Out-of-bag error based on the number of trees in the random forest
In order to determine the optimal number of variables, a random forest model was executed with 500 iterations. Table 2 shows that utilizing four variables yields a lower OOB error.
The Results of Optimal Selection of the Number of Variables Argument (Mtry) of the Random Forest Model Based on the Out-of-Bag Error Value in Patients with Breast Cancer
Number of Variables | Out-of-Bag (OOB) Error (%) |
---|---|
2 | 51.57 |
4 | 50.67 |
8 | 53.36 |
Finally, two optimal values of 500 for the number of trees and 4 for the number of variables were selected, and the random forest was fitted on the data. Table 3 indicates that this random forest achieves an accuracy of 70%.
The Results of Evaluating the Random Forest Classifier Model in Patients with Breast Cancer
Number of Variables | Model Accuracy | 95% CI for the Model Accuracy |
---|---|---|
Full variables | 0.70 | (0.63 - 0.76) |
One notable accomplishment of the random forest algorithm is its ability to identify significant variables (24). Comparisons are conducted between the variables using two criteria: MDG and MDA. When evaluating the significance of a variable, it is observed that a lower value of MDG or MDA corresponds to a lower level of significance. In comparison, a higher value of MDG or MDA indicates a higher significance level for that particular variable (29). Figure 3 shows that the variables of marital status and DCIS exhibit the lowest MDG and MDA values, respectively.
The significance of the factors influencing lymph node metastasis based on mean decrease accuracy and mean decrease Gini in patients with breast cancer
It is anticipated that improved accuracy can be attained by eliminating the two variables mentioned earlier and re-fitting the random forest algorithm using the reduced data set. To determine whether the model is predictive, 70% of the data is designated as the training set, and the remaining 30% is designated as the test set. In order to assess the predictive capability of the model, the random forest is fitted to the training and test data in the absence of the two variables mentioned. The accuracy, specificity, and sensitivity of each random forest model are detailed in Table 4, and the disturbance matrix is presented in Table 5.

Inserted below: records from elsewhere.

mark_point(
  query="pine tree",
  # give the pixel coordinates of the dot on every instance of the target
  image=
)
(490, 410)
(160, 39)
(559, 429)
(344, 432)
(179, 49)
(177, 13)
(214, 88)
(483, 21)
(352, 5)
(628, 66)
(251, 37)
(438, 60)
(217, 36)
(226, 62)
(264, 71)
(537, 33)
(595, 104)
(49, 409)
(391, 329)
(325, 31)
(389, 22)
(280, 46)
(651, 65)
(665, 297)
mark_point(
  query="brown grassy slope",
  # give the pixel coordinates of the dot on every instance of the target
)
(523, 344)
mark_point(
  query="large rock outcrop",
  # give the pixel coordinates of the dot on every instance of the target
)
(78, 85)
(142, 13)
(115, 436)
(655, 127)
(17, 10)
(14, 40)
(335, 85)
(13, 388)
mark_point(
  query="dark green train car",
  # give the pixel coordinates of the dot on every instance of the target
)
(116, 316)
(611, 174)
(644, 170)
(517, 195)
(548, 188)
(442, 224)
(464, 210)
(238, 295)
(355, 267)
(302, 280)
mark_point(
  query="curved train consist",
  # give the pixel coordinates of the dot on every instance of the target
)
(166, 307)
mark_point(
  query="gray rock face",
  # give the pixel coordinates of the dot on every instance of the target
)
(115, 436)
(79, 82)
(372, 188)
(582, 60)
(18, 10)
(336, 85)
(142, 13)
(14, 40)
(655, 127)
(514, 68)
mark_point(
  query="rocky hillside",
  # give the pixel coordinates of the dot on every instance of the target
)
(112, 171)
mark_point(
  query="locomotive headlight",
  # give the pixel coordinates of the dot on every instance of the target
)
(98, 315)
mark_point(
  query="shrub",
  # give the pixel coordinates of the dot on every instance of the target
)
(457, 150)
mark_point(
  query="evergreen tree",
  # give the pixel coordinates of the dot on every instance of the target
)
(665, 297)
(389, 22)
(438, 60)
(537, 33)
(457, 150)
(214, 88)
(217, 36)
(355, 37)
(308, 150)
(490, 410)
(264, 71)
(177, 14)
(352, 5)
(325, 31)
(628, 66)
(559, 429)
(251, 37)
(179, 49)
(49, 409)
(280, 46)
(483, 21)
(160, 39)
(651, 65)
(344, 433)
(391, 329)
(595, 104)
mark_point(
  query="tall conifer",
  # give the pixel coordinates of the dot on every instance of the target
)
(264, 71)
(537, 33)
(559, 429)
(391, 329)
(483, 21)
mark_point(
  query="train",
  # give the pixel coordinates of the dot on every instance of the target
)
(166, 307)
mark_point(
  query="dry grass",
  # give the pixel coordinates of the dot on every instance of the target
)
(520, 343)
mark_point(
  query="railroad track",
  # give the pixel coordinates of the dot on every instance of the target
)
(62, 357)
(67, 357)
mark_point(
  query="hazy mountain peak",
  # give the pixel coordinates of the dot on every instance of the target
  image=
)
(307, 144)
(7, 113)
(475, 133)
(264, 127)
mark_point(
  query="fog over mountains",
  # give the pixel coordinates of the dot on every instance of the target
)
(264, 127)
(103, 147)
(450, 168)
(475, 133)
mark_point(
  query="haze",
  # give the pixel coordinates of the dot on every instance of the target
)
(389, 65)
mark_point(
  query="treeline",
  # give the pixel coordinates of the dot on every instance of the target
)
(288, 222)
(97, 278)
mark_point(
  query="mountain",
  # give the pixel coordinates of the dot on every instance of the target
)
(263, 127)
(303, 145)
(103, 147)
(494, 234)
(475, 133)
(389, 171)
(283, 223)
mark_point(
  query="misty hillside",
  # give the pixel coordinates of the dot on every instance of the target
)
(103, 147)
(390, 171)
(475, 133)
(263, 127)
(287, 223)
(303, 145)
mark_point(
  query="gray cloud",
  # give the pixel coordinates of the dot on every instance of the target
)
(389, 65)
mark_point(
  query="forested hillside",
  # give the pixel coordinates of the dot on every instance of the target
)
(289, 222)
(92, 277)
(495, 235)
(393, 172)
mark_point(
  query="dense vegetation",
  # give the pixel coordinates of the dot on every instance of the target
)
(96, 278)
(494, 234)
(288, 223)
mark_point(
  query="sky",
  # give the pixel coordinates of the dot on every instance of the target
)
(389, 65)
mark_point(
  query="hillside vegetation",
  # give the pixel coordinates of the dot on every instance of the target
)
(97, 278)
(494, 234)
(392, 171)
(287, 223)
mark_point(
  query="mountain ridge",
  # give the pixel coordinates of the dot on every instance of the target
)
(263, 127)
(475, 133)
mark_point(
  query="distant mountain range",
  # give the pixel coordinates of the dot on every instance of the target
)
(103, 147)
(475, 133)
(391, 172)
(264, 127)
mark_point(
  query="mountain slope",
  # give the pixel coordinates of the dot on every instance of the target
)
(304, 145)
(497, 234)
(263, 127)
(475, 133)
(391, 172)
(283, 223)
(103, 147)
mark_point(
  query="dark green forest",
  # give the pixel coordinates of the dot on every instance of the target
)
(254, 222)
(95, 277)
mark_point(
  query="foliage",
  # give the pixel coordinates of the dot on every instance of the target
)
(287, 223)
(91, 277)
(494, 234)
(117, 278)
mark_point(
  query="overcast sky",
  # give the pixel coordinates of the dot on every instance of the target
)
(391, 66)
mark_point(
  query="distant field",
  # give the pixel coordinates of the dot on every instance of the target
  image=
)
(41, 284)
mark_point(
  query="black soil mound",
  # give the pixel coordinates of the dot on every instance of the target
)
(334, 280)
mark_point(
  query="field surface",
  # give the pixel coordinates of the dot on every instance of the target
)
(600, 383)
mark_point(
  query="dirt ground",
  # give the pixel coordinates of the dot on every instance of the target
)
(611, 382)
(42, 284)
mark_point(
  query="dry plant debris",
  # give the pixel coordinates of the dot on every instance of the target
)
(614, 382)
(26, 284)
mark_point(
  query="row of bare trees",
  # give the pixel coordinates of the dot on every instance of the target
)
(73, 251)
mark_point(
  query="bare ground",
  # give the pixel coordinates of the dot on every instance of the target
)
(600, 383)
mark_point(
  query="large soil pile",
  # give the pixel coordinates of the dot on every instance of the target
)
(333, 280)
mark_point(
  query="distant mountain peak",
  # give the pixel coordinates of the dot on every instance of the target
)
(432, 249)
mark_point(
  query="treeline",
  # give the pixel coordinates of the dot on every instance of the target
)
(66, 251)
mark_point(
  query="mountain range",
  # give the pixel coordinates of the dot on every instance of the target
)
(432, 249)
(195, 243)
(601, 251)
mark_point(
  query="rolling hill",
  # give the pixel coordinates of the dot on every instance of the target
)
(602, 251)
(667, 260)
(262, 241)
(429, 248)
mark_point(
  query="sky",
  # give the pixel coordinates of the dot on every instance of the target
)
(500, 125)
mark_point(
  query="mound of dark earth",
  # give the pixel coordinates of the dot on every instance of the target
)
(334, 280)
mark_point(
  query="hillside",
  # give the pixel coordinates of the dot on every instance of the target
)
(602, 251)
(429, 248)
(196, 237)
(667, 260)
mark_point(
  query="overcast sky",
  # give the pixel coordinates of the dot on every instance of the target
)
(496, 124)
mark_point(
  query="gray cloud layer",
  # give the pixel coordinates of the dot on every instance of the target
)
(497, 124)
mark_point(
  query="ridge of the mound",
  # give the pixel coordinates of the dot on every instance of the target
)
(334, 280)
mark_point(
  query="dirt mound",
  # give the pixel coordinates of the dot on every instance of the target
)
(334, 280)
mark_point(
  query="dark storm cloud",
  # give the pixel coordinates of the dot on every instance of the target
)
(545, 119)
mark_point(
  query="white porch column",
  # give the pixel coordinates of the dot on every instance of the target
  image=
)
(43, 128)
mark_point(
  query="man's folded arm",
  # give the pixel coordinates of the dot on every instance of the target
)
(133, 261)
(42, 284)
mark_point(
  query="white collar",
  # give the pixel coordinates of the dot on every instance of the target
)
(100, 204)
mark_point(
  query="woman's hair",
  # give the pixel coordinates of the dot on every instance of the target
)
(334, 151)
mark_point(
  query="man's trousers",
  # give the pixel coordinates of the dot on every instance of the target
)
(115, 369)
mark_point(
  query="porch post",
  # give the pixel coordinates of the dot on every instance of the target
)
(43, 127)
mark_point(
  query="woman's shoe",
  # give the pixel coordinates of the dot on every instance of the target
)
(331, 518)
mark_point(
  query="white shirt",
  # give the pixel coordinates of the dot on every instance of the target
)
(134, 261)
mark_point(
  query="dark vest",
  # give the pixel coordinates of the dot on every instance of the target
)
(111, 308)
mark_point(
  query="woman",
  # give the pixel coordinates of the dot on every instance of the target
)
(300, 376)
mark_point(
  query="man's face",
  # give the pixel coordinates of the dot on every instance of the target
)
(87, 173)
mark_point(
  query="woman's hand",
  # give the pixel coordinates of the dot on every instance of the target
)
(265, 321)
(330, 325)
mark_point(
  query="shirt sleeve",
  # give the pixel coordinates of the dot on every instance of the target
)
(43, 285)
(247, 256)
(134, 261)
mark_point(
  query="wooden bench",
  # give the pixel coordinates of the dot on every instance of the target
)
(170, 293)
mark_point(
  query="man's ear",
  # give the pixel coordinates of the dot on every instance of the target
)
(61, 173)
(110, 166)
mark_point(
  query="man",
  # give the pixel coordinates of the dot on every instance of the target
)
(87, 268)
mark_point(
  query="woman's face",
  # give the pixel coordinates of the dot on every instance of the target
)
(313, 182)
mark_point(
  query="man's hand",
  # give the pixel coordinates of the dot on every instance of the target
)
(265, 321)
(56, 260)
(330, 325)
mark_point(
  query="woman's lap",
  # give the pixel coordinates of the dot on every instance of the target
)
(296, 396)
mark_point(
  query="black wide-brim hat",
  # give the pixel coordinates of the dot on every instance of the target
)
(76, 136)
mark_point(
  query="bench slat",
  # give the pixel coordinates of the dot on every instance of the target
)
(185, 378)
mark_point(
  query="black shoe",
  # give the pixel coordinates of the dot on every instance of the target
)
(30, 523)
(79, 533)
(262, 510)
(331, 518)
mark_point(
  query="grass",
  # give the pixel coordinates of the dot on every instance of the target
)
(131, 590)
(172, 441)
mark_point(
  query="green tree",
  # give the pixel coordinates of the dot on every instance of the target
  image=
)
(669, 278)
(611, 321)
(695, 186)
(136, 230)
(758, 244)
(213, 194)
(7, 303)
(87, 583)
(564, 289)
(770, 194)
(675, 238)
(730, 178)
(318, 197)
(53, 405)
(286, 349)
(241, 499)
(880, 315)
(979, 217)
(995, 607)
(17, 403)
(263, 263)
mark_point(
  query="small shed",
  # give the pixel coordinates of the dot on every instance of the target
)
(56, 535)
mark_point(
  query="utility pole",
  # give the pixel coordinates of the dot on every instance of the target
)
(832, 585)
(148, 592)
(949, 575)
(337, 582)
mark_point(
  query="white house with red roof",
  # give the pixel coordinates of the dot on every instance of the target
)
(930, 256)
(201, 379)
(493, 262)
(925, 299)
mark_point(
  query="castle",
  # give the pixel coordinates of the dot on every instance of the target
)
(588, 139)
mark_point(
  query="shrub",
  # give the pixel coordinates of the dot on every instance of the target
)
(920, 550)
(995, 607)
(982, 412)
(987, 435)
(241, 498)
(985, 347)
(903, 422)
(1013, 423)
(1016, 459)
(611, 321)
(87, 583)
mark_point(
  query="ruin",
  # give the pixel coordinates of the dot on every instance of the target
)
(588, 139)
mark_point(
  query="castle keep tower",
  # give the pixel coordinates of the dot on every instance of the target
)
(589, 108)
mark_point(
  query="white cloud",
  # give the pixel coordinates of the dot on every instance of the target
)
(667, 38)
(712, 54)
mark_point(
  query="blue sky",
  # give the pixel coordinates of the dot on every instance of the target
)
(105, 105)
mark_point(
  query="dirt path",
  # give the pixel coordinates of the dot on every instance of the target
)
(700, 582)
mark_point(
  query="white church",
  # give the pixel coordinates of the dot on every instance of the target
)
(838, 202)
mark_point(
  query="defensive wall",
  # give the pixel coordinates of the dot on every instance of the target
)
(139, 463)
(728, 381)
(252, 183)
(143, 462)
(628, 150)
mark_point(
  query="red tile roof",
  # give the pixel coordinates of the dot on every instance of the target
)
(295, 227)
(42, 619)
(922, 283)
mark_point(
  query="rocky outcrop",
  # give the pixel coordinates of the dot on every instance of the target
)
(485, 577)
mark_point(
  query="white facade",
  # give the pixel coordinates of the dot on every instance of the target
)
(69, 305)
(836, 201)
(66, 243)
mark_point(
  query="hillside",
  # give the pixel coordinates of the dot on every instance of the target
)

Joint Disturbance Matrix for Random Forest Model on Reduced Training and Testing Datasets in Patients with Breast Cancer
The Actual Class of Individuals | Predicted Class in the RF Model in the Training Data Set with Reduced Variables | Predicted Class in the RF Model in The Test Data Set with Reduced Variables | ||
---|---|---|---|---|
No Metastasis to Lymph Nodes | Metastasis to Lymph Nodes | No Metastasis to Lymph Nodes | Metastasis to Lymph Nodes | |
Metastasis to lymph nodes | 0 | 39 | 14 | 59 |
No metastasis to lymph nodes | 16 | 12 | 55 | 28 |
Random Forest Model Evaluation Results on Two Reduced Training and Testing Data Sets of Breast Cancer Patients a
The Fitted Model | Data Set | Sample Volume | Accuracy | Specificity | Sensitivity |
---|---|---|---|---|---|
Random forest | The training data set with reduced variables | 156 | 73 | 66 | 80 |
The test data set with reduced variables | 67 | 82 | 57 | 100 |
The appropriate predictive potential of the model is demonstrated in Table 5. Therefore, the random forest is re-fitted by removing the two variables of marital status and ductal carcinoma in situ (DCIS) from the entire data set. To compare the performance of two random forests fitted on the original data set with reduced variables and the data set with all variables, the accuracy index was computed and is presented in Table 6. The accuracy index was derived from the disturbance matrices of the two models. The improved accuracy of the random forest with reduced variables (72.2%), as shown in Table 7 and Figure 4, indicates that this version of the random forest is more accurate than the one that includes all variables.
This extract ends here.